Nicht zuletzt wegen der kargen Böden und des ungünstigen Klimas galt der Westerwald in früheren Zeiten als „Land der armen Leute“. Nach den Verwüstungen des zweiten Weltkriegs wurden auf riesigen Flächen die als „Brotbaum“ gepriesene Fichte angepflanzt. Den Verheißungen eines möglichst schnellen Gewinns folgend wurden Fichten überall dort gepflanzt, wo Platz war: auf Kahlschlägen, in Talauen, Heiden und Niedermooren. Mancherorts wurden in der Nachkriegszeit gar gesunde Laubwälder gerodet, um dort Fichten zu pflanzen.

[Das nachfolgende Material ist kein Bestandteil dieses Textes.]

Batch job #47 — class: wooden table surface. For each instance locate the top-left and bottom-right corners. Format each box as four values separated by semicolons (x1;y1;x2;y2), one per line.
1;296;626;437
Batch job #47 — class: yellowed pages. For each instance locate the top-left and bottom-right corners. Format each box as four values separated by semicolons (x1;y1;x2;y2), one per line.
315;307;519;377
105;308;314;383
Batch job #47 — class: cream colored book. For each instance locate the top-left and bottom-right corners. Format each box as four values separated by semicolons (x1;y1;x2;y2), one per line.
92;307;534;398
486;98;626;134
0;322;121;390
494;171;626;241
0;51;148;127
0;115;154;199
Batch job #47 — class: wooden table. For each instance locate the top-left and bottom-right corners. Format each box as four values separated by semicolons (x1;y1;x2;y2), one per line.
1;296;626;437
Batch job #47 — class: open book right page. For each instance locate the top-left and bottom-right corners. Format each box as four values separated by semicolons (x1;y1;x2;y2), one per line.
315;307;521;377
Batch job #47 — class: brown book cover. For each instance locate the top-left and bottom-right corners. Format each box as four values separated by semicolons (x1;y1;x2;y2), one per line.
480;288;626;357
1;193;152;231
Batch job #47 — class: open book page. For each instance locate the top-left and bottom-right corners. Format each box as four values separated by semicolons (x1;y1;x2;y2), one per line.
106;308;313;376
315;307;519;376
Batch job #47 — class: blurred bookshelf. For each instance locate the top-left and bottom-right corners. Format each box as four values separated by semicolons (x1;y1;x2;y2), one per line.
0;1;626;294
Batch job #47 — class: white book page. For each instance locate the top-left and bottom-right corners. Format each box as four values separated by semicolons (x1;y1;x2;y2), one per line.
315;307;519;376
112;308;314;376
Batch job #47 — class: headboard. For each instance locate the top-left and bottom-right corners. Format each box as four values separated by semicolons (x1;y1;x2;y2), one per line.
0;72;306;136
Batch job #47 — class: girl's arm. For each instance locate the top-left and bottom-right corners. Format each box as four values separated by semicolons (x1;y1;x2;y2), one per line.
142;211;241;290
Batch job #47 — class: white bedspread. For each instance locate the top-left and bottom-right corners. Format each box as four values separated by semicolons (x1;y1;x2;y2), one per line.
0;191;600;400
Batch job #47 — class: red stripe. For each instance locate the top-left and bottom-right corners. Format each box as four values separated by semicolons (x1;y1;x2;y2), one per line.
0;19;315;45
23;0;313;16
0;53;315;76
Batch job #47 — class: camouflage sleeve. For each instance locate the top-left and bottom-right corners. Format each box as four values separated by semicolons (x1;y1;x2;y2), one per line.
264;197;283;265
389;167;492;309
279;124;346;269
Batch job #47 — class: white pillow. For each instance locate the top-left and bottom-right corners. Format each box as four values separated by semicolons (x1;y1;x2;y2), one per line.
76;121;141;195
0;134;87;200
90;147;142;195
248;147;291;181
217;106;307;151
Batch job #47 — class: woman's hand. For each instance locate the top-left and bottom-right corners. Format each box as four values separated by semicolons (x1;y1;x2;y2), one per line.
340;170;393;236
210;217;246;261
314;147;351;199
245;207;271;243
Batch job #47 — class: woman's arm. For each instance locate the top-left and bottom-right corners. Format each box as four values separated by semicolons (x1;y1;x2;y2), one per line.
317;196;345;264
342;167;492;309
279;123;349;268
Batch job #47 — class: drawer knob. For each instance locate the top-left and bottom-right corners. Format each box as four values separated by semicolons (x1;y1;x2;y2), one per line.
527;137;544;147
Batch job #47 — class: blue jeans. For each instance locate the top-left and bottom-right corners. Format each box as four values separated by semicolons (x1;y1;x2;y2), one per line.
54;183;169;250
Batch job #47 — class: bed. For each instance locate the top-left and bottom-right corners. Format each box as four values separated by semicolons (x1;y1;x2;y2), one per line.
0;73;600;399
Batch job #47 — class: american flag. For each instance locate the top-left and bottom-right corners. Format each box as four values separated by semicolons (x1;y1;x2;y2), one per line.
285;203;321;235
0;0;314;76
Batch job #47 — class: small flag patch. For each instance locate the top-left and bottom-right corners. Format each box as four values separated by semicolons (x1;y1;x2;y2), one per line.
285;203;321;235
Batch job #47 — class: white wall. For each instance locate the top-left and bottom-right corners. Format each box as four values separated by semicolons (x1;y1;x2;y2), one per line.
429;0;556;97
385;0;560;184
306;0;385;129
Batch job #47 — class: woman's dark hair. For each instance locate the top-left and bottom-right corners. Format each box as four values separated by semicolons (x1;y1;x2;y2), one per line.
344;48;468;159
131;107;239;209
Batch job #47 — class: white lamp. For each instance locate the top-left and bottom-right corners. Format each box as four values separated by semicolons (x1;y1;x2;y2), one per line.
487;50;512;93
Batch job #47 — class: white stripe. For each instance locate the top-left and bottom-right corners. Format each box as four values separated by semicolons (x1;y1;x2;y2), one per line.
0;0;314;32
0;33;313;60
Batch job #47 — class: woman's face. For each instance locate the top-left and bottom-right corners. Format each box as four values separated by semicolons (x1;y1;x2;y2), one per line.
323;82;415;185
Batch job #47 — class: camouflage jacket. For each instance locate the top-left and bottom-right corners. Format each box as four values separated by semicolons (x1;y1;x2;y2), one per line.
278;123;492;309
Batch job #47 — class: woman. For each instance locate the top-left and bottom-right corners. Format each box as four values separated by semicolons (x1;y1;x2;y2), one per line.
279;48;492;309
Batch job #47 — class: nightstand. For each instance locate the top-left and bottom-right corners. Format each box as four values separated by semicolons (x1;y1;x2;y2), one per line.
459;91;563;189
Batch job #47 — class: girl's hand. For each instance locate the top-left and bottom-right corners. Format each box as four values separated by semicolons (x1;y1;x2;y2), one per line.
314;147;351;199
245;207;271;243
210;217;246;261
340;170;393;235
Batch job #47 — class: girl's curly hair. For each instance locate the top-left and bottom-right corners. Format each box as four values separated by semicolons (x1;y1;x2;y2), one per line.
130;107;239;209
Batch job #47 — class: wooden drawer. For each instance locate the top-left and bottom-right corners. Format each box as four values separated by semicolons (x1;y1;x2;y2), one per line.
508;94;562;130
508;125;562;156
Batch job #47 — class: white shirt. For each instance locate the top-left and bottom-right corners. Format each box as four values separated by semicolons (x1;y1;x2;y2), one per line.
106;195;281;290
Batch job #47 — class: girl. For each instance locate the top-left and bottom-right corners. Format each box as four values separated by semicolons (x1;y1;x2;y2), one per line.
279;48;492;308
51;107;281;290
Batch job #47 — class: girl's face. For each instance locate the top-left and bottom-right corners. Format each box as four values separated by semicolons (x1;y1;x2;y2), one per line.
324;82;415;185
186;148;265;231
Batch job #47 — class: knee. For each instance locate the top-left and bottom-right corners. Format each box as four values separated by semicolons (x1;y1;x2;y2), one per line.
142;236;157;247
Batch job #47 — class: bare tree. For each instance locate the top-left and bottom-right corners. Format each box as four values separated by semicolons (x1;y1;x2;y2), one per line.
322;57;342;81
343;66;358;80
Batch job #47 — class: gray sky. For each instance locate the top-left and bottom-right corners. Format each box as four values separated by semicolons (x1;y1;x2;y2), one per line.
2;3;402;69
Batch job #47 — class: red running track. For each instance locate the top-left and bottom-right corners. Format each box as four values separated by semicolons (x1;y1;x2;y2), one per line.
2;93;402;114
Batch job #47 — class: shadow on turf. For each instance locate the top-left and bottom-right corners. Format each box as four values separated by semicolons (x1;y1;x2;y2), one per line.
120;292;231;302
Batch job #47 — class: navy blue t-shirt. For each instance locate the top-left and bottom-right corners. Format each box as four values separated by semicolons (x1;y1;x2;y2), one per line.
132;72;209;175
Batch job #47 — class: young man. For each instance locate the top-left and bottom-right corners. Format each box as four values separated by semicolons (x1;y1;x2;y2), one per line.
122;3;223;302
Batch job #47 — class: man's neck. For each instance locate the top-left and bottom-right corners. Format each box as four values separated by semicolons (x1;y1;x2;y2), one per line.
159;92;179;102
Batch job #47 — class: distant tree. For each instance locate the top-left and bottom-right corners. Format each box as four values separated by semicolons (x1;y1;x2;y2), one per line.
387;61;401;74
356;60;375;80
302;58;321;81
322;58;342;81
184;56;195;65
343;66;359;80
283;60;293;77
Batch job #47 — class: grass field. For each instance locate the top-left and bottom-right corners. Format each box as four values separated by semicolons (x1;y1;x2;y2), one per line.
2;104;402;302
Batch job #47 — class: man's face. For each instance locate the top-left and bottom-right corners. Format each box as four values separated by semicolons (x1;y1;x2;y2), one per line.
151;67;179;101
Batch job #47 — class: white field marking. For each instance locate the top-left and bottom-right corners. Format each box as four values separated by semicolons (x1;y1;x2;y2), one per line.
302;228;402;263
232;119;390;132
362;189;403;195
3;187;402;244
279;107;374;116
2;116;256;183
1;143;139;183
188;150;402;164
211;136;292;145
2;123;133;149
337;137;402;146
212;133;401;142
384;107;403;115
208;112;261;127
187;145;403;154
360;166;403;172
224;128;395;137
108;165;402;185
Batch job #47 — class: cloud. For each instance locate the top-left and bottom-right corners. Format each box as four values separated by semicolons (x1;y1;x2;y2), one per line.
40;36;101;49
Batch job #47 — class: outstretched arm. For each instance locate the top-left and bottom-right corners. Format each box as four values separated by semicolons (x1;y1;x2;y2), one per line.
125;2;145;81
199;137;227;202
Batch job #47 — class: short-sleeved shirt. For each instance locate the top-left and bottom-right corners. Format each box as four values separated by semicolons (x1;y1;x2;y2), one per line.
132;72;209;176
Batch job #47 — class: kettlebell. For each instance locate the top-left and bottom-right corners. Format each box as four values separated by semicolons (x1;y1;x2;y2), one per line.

Neben allen bekannten ökologischen Nachteilen, die die großflächigen Fichtenmonokulturen mit sich brachten, wuchsen ebenso Waldlebensräume heran. Diese wiesen zwar vergleichsweise artenarme, aber doch bemerkenswerte, montan anmutende Lebensgemeinschaften auf. Die Fichte im Westerwald hat in den letzten Jahrzehnten sowohl die Landschaft, als auch die Vorstellung der Nachkriegsgenerationen von Wald und Natur geprägt. Nach den jüngsten Hitzesommern sind in nicht einmal einer Pentade nahezu alle alten und mittelalten Fichten abgestorben. Damit ist ein Lebensraumtypus verloren gegangen und das Antlitz der Landschaft hat sich ebenso schlagartig wie grundlegend geändert. Grund genug für eine wehmütige fotografische Retrospektive auf eine verlorene gegangene Welt und einen zaghaften Blick in eine ungewisse Zukunft. (Hatterter Kopf, Westerwald 2018)


„Waldreligion“ 

Drei moosüberwachsene Basaltfelsen auf einer kleinen Lichtung in einem dunklen, winterlichen Wald wirken wie ein Altar in einer Kathedrale von Fichten. Die dunklen Fichtenwälder des Westerwaldes waren häufig Orte, die mit ihrem monumentalen, unverrückbar erscheinenden Charakter von Stille, Strukturierung und Dunkelheit zur inneren Einkehr einluden. (Westerwald, Marienberger Höhe 2018)


„Auf der Waldbühne“ 

In der Stille der Fichtenwälder befängt den Waldwanderer eine besondere Ruhe. Vielleicht ist es diese Ruhe, die die Singvögel der Fichtenwälder so wenig scheu sein lässt. Trotz dieser Vertrautheit tragen Wintergoldhähnchen (Regulus regulus) nur sehr selten so frei sitzend, wie im Foto gezeigt, ihren leisen Gesang vor. Im Westerwald wurden infolge des hitze- und   trockenheitsbedingten Fichtensterbens schätzungsweise 90 Prozent der Lebensräume des stark an die Fichte gebundenen Wintergoldhähnchens zerstört. (Westerwälder Seenplatte 2021) 


 „Es werde Licht…“ 

Der Winter 2017 / 2018  war im Hohen Westerwald besonders dunkel. Im Dezember 2017 galt Bad Marienberg mit 1,7 statt 38 Sonnenstunden gar als trübster  Ort Deutschlands. Ende Januar zeigte sich an der Kleinen Nister erstmals wieder die Sonne. Aber auch außerhalb dunkler Winter fand die Sonne in Fichtenwirtschaftswäldern nur an wenigen Stellen einen Weg zum Boden. Extreme Bedingungen, in denen nur wenige Pflanzen wie beispielsweise  der Sprossende- oder der Keulen-Bärlapp als botanische Besonderheiten leben konnten. (Kleine Nister, Hoher Westerwald 2018)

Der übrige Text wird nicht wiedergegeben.